Sekretaris Kota Haefry Sendoh menjabarkan program kesehatan UC pemkot berbeda dengan program BPJS. Program itu langsung memberi pelayanan kepada warga kota yang dirawat dan berobat di delapan rumah sakit di Manado dengan status perawatan kelas III.

"Warga kota dapat berobat gratis dengan menunjukkan KTP dan kartu keluarga dalam tempo 3 kali 24 jam," katanya.

Kepala Dinas Kesehatan Kota Manado Robby Mottoh mengatakan, program UC memberi jaminan kesehatan selama 24 jam untuk sejumlah puskesmas di 11 kecamatan.

Program UC yang berlangsung sejak Januari 2013, ujar Mottoh, memberi manfaat bagi masyarakat. Hal itu dapat dilihat dengan tingginya angka Indeks Pembangunan Manusia Kota Manado yang mencapai 7,79 tahun 2014, tertinggi di Sulut.

Peningkatan kesejahteraan masyarakat juga dilakukan melalui program pembangunan berbasis lingkungan yang setiap kelurahan memperoleh dana pembangunan Rp 75 juta per tahun. Program itu diserahkan kepada masyarakat melalui kepala lingkungan. Sebagian memilih membuat jalan setapak dan memperbaiki saluran di wilayahnya.

Sendoh menyebut pemerintah kota juga memberi honor kepada setiap kepala lingkungan yang tersebar di 11 kecamatan dan 98 kelurahan. Setiap kepala lingkungan setingkat RW itu mendapat honor Rp 2.250.000 per bulan. Sebanyak 925 tokoh agama seperti pendeta dan ustaz juga ketiban honor Rp 1 juta setiap bulan.

"Apa lagi program yang kurang untuk masyarakat. Semuanya terpenuhi, akta kelahiran dan kematian juga gratis. Kami juga memberi subsidi setiap warga meninggal Rp 2,5 juta. Dana diberikan dengan maksud pembelian peti dan angkutan jenazah," katanya.

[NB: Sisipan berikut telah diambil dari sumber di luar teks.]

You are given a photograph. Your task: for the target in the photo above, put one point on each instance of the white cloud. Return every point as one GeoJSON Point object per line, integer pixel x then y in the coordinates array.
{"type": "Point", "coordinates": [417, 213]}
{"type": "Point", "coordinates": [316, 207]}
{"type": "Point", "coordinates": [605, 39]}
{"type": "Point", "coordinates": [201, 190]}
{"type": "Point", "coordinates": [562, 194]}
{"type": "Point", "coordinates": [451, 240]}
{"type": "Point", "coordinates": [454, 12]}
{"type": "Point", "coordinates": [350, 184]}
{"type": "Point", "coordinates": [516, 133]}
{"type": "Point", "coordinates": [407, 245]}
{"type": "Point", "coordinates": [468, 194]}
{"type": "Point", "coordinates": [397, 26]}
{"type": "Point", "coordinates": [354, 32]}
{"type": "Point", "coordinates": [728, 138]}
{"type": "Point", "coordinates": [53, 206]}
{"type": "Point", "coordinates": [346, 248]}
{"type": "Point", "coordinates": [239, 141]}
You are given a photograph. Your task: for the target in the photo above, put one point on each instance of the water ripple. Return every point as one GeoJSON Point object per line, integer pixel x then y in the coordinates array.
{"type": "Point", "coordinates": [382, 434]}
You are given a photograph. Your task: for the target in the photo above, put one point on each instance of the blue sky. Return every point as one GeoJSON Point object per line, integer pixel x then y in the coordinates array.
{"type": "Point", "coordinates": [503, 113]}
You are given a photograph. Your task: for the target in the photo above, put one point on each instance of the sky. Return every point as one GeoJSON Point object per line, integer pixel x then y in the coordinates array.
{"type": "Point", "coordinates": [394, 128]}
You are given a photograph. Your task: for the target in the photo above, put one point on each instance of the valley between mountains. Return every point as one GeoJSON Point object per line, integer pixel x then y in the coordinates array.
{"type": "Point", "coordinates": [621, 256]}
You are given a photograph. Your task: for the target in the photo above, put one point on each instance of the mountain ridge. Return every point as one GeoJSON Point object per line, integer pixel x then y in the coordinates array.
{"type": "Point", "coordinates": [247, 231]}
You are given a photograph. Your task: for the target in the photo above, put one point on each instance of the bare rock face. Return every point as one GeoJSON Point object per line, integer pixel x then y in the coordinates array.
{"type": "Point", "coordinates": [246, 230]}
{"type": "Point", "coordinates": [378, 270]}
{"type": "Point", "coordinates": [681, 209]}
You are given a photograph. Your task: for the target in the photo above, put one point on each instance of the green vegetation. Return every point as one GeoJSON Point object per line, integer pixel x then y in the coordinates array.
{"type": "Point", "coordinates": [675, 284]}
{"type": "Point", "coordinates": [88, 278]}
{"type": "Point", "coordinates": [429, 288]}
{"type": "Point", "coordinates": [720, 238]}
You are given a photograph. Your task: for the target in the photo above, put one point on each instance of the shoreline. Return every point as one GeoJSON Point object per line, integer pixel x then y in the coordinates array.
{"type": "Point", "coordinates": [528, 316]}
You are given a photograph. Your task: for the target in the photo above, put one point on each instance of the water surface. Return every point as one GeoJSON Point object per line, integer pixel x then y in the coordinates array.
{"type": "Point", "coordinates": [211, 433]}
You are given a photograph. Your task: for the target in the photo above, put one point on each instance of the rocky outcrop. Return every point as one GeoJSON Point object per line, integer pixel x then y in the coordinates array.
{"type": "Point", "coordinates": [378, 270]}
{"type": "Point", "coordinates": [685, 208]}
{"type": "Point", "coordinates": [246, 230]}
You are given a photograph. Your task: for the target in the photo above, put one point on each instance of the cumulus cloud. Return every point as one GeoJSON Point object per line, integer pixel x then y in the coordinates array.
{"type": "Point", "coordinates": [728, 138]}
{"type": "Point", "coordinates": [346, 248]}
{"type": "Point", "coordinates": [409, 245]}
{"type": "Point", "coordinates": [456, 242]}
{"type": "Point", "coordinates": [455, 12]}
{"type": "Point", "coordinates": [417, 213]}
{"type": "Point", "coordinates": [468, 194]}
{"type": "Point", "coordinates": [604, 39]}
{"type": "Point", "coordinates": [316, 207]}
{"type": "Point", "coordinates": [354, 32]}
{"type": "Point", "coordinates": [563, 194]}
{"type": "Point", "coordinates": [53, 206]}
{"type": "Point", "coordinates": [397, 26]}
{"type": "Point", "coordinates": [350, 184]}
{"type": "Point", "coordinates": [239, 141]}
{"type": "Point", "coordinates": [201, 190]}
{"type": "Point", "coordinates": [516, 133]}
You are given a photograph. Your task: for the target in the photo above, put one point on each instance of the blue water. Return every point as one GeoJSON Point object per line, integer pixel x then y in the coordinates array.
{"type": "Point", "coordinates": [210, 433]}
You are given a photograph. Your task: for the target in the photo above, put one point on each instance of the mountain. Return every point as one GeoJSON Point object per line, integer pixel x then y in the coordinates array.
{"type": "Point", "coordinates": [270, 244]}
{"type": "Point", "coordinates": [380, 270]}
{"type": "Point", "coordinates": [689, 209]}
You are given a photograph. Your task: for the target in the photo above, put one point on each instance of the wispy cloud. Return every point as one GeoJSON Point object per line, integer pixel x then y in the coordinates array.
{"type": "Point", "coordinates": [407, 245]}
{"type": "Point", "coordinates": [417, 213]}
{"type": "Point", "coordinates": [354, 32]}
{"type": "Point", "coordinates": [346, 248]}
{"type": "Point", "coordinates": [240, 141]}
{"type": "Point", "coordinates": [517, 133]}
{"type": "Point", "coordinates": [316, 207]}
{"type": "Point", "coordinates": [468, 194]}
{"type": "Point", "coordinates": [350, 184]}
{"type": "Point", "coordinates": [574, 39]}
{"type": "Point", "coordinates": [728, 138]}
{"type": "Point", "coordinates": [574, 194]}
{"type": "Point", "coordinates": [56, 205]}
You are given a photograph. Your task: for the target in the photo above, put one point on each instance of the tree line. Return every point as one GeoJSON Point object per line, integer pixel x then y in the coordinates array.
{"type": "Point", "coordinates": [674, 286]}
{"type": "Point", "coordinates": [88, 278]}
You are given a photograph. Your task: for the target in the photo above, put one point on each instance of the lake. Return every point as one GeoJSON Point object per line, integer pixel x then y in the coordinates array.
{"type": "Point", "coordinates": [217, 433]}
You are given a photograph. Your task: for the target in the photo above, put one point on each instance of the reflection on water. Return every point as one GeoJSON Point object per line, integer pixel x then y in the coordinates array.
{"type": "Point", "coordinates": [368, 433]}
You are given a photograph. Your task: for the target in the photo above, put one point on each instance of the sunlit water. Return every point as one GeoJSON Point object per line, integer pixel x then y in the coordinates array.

Akan tetapi, Manado sebagai kota pantai sesungguhnya telah menarik banyak investor untuk membangun Kota Kawanua itu. Investasi Lippo Grup senilai Rp 5 triliun menjadikan Manado sebagai Monaco kecil terintegrasi dengan Monaco Bay.

Proyek ini menunjukkan Manado memiliki potensi besar sebagai kota dunia di Indonesia, termasuk pesatnya pertumbuhan pusat perbelanjaan dan pusat hiburan di lahan reklamasi. Cuma sayang, perkembangan kota hanya menjadi milik investor, sementara masyarakat belum menikmati kenyamanan secara sempurna karena aliran lampu saja tak pernah cukup.

Versi cetak artikel ini terbit di harian Kompas edisi 14 Juli 2015, di halaman 22 dengan judul "Menjauhnya Rasa Nyaman".